The study was a three-way collaboration between experts in PKC (Newton), neuroscience (Roberto Malinow, MD, PhD, Distinguished Professor of Neurosciences and Neurobiology and holder of the Shiley-Marcos Endowed Chair in Alzheimer’s Disease in Honor of Dr. Leon Thal at UC San Diego School of Medicine) and genomics (Rudolph Tanzi, PhD, professor of neurology at Harvard Medical School).

Malinow’s team found that when mice are missing the PKC alpha gene, neurons functioned normally, even when amyloid beta was present. Then, when they restored PKC alpha, amyloid beta once again impaired neuronal function. In other words, amyloid beta doesn’t inhibit brain function unless PKC alpha is active.

Enter the Tanzi team, which has a database of genetic information for 1,345 people in 410 families with late-onset Alzheimer’s disease. Tanzi and team use this database to look for rare variants — genetic mutations found only in family members with the disease. Here, the team found three variants in one form of the PKC enzyme, PKC alpha that were associated with the disease in five families.

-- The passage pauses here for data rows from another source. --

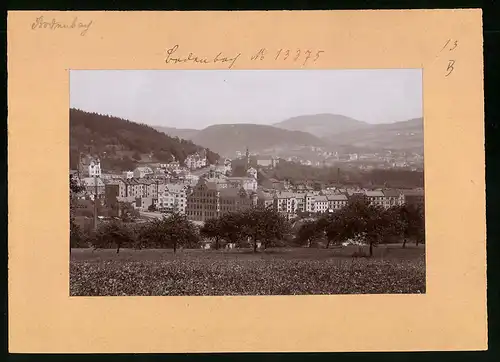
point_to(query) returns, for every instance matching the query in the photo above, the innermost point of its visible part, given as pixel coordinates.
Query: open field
(279, 271)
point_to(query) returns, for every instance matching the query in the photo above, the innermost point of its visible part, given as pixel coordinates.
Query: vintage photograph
(246, 182)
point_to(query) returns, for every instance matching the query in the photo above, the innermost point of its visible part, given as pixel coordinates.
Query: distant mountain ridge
(331, 131)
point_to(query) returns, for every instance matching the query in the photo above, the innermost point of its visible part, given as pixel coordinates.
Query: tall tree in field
(75, 232)
(212, 229)
(171, 231)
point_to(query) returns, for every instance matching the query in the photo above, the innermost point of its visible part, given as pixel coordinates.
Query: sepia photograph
(246, 182)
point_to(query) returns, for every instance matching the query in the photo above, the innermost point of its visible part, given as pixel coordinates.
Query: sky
(199, 98)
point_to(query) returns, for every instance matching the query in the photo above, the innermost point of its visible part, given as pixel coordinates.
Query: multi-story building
(310, 203)
(203, 202)
(252, 172)
(90, 186)
(414, 197)
(336, 201)
(232, 199)
(265, 199)
(375, 198)
(321, 204)
(128, 174)
(198, 160)
(173, 198)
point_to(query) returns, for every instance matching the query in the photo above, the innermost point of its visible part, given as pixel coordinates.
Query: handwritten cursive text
(41, 23)
(192, 58)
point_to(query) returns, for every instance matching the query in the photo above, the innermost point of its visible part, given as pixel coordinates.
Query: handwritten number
(450, 68)
(297, 56)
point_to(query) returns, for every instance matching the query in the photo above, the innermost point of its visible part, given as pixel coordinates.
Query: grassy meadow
(275, 271)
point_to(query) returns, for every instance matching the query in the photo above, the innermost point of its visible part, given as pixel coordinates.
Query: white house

The researchers replicated these three PKC alpha gene variants in laboratory cell lines. In each instance, PKC alpha activity was increased.

While this study surfaced only five families with these rare mutations in the PKC alpha gene, there are many ways to influence PKC alpha’s activity, Newton said. She believes there could be many other inherited genetic variations that indirectly boost or inhibit PKC activity, and therefore also influence a person’s likelihood of developing Alzheimer’s disease.

“Next we want to identify more molecules participating in the pathophysiology,” said Malinow. “The more steps in the mechanism we can understand, the more therapeutic targets we’ll find for Alzheimer’s disease.”